If growing up in Witham meant Braintree appeared to be Shelbyville to our Springfield, I should go no further. The Prodigy are undoubtedly Essex’s finest musical export in the last three decades, next to Colchester’s Blur, and what did Witham give us? Olly Murs, that’s who.
Though if Jay McAllister’s hometown evokes my own childhood memories, his forthcoming album, Knee Deep in Nostalgia will for all. It’s released, as all his annual studios albums are, on his birthday, the 1st December. Yet whereas Braintree’s Prodigy were sovereigns of progression, there’s nothing particularly ground-breaking about Jay, from the same Essex community, who’s tongue-in-cheek stage name, Beans on Toast suggests. But it makes up for it in highly entertaining folk songs which doesn’t take themselves too seriously.
As with Frank Turner, who incidentally guested on and produced previous Beans on Toast albums, I jumped on the chance to review this on the endorsement from Sheer Music’s Kieran Moore, and just as before, perhaps more so, he didn’t let me down. For as a folk singer-songwriter I’d evaluate Beans on Toast isn’t Tammy Wynette, or Willie Nelson, of whom he takes a nod to in a song on this album, but he is the best thing at least since the sliced bread in his namesake. He is Beans on Toast, indefinitely, and I love beans on toast. you can add cheese, you can add little sausages, but as it remains, none matter, simplicity is key; just beans, on two slices of toast, it works.
Aptly, just as the dish, his style is simple but effective and immediately likable. He drafts songs from the heart, served with a side-order of cheeky Essex humour, the reason why he’s played every Glasto since his first, and Boomtown, recorded with and shared the stage with many legends, recorded in Kansas with Truckstop Honeymoon, opened for Kate Nash and Flogging Molly, and aforementioned Turner on his sell-out Wembley show.
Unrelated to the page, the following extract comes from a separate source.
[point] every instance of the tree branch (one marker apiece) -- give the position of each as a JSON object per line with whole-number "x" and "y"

Why haven’t I cottoned on about his brilliance before? It’s an age thing; old dog, new tricks. But that, in a nutshell, is the theme for this album, as the name suggests, but not without both sentimental and humorous prose.
For this whippersnapper contemplates his looming fortieth, which, if I get the honour of you reading this, Jay, I’ll confirm it gets no better. And with it reminisces his past. One concerning the thrills and pitfalls of gigging in Camden, but most poignant are those which go back to childhood; being frightened on Halloween, inspirational teachers, family discos at a village hall, and one which ingeniously sums up the whole shebang of daydreaming about the past.
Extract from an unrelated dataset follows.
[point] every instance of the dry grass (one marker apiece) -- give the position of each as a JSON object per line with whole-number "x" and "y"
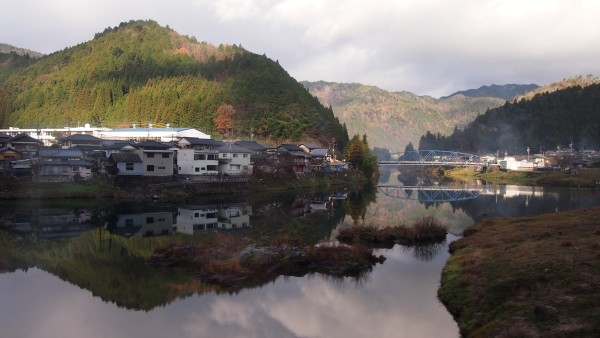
{"x": 234, "y": 262}
{"x": 425, "y": 230}
{"x": 536, "y": 275}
Knee Deep in Nostalgia isn’t going to wow you with technological advances in sound, it isn’t going to whisk you to a fantasy world. I’d even say there’s sometimes cliché with the subject matter, but when done it’s done uniquely, insightfully reflective. There’s ingeniously uncensored meagre material here, offering a range aside the general theme of nostalgia, particularly the upbeat and carefree Coincidence, which rings almost on a level of Madness for fairground joy.
The gem is precisely in its simplicity, Beans on Toast reflects and rebounds onto the listener, acknowledging their own life in his words. You may have known a crazy Australian dude, as depicted here, you may giggle at your own fondness for Finder’s Crispy Pancakes, or when the streetlights coming on was a signal to go home, and the other everyday juvenile cultural references. And for this, and more, I bloody love this album.
There is a particular nugget which knocked me head-over-heels, and it’s when Beans on Toast get sentimental. Reminiscing often spawns from watching your own children, and interacting with their joy and innocence at discovering the world again. Tricky to pinpoint why having kids is overwhelmingly fantastic, being they poo on your hand, launch their dinner in your face, cost you a king’s ransom, belittle you and grow to ignore your every word, but with a simple leitmotif Beans on Toast nails it. Again, even when semimetal, nothing is psychologically challenging, it’s just the premise of The Album of the Day, which touches the heartstrings; sharing a moment with his daughter, as with alongside other memorable doings, he temps her musical taste with choices from his record collection. It sounds sickly, but I promise you, as I did earlier, this guy can pull it off with bells on.
That said, kids grow, and the fragile years, when they’d take heed and listen to Bob Marley, Dire Straits, Paul Simon, or whoever inspired you, are too short. They’ll find their own way, and you have to allow them to, as your house turns into a bass funnel and you metamorphize into your own misunderstanding parents; it’s unavoidable no matter how you might think when they were inspired by your likes, and in this, is the brilliance of the song.
I mean my offspring, they don’t even like beans on toast, right, which I think is abnormal; all kids like beans, it should be enforced! Such should this album. And it comes with an accompanying album, The Unforeseeable Future, which I could only speculate about, as the title suggests, as they didn’t send that. On the basis of this one though, I’m musically smitten.